# habt ihr erfahrung mit nitro worm?



## oehrchenjule (24. Oktober 2010)

hallo zusammen, 

hab bei ebay was entdeckt, was mich wirklich interessiert.. da man aber als unerfahrener angler immer wieder irgendein "hightec" kauft, und ich auch schon ziemlich viel geld für lockstoffe, die nix taugen, köder die mist sind, ect. ausgegeben hab, frag ich hier mal nach rat...

ich weiss zwar nicht, ob ich das jetzt darf, aber versuch macht klug, oder?
hier der link:

http://cgi.ebay.de/Nitro-Worm-Wurmer-Koder-Wurmzucht-Wurmfutter-Wurmerde-/390073334346?pt=DE_Sport_Angelsport_K%C3%B6der_Futter&hash=item5ad22eba4a

falls jemand schon mal damit geangelt hat, oder irgendwelche erfahrungen damit gemacht hat, ich sitz auf hummeln )

lg
andrea


----------



## kati48268 (24. Oktober 2010)

*AW: habt ihr erfahrung mit nitro worm?*

Kenne das von Grebenstein; Nitro-Worm-Kit.
Eine Art Erde, von der man etwas zu der Wurmerde der Wurmdose gibt. Die färben sich (durch Aufnahme) dann _etwas grünlich_; nicht so extrem grün wie auf dem ebay-Bild. Im Wasser verliert sich das wieder nach kurzer Zeit, weil der Wurm das wieder auskackt.

Ganz nett, um etwas andere Farbe ins Spiel zu bringen, z.B. nehme ich die Kombi, normaler Rotwurm + einen Grünlichen, gern zum Barschangeln.

Kannst du letztendlich aber auch mit 'nem zusätzlichen Wollfaden oder glitzernden Perlen direkt über dem Haken erreichen.

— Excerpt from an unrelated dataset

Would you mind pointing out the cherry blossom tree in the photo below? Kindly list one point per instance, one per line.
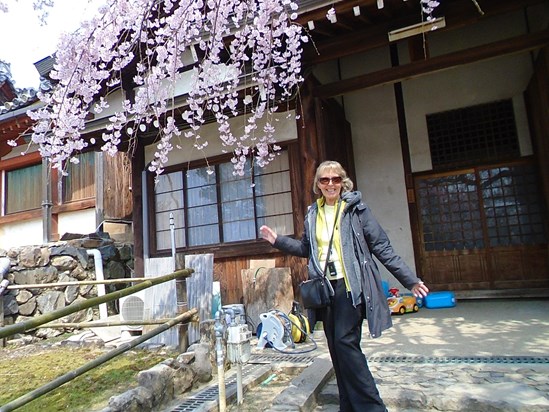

Erwarte nicht zuviel Effekt, ein "Glitzern" entsteht nicht und das Bild ist, wie gesagt, auch nicht realistsch. Die hauen in der Beschreibung doch sehr sehr auf den Putz.


----------



## oehrchenjule (24. Oktober 2010)

*AW: habt ihr erfahrung mit nitro worm?*

vielen dank!

eigentlich schade, hab gedacht, das das vielleicht mal was wär, vor allem zum forellen angeln... im moment sind die viecher so launisch :-(

wollte nächste woche noch mal zum maashof nach venlo, nachdem ich beim letzten mal mit läppischen 2 forellis nach haus gegangen bin... 

für tips, wie man zu der jahreszeit am besten fängt, bin ich dankbar... 

ich versuchs im moment mit allem, mit trout bait, meistens weiss, mit wachsmade, mit tauwurm, schnell schleppen, langsam schleppen, auf grund... nix klappt :-(


----------



## oehrchenjule (24. Oktober 2010)

*AW: habt ihr erfahrung mit nitro worm?*

ach ja, wo wir grad noch beim fragen fragen sind  mit welchen wobblern fängt man zu der jahreszeit am ijsselmeer (makkum beach resort) am besten raubfische? 
lg
andrea


----------



## Carphunter56 (27. Oktober 2010)

*AW: habt ihr erfahrung mit nitro worm?*

Probiers beim Forellenangeln mal so:
Wasserkugel auf die Hauptschnur, dann ein 90-100 cm langes Vorfach mit 4er oder 6er Forellenhaken.
Als Köder:
-Dosenmais
-Powerbait Mais von Berkley
-künstliche Bienenmaden von Berkley

Wenn die Forellen steigen, einfach direkt anwerfen, kurz liegen lassen dann wieder ein Stück einkurbeln.

Geht sehr gut

Petri.


----------



## strawinski (27. Oktober 2010)

*AW: habt ihr erfahrung mit nitro worm?*

oder meint er Nitroglyzerin- Würmer?


----------